Filtering data in SPSS

Our table has data about cable television users. We have ID of the customers (1), their gender (2), age group (3) and education level (4). Column "reside" (5) shows how many people live in the household. Column "service_usage" (6) shows what kind of cable service they use. We will see how to filter this data in different ways in SPSS program.

On the image on the right we can see that filtering dialog is opened by clicking on Data > Select Cases (1). This opens dialog where we can select columns to filter (2), we can choose how to filter (3), and we can decide what will happen with filtered data (4).

5 ways to filter data

All cases

"All cases" option means that there will be no filtering. This is the default.

If condition is satisfied

This option opens dialog where we can define formula that will filter data. We can click on column names (1), math and number symbols (2), and we can choose some of built-in functions (3). What we click, will appear in pane (6). We can also type by hand what we want in pane (6). Whole expression can be typed manually, but it is more easier to select elements of expression. Pane (5) will filter functions presented in the pane (3). This will help us to find function we want. When we select one of the functions in the pane (3), we can see its syntax and description in the pane (4).

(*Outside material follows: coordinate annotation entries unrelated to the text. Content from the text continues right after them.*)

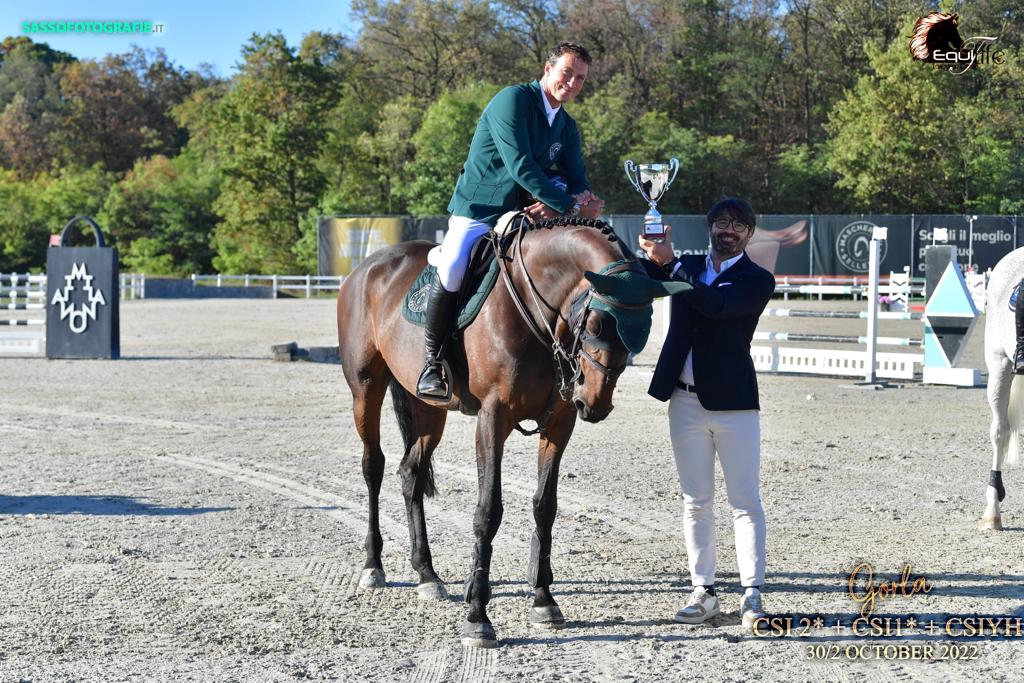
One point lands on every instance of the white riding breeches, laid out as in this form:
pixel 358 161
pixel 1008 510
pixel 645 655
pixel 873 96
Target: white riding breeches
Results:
pixel 697 435
pixel 452 256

Now that we created our filter (7), we will choose to "Filter out unselected cases" (8). This option will not hide or delete filtered data (9), but will only mark it as filtered (10). Although still visible, marked rows will not be included in SPSS calculations. This way we don't loose any data and we can after, apply some other filter on our table.

Random sample of cases

Button "Sample" opens dialog where we can use one of two possible random filters. First filter (1) will choose some percent of all the cases randomly. For this to show, I will use smaller table that has only 10 rows (2). If we choose to filter 10% of rows, only one row will be left (3). Other option (4) is to randomly select a limited number of rows from the specified number of first cases. We choose to select 3 rows from the first 5 rows, so only rows 1, 2 and 5 will be selected (5).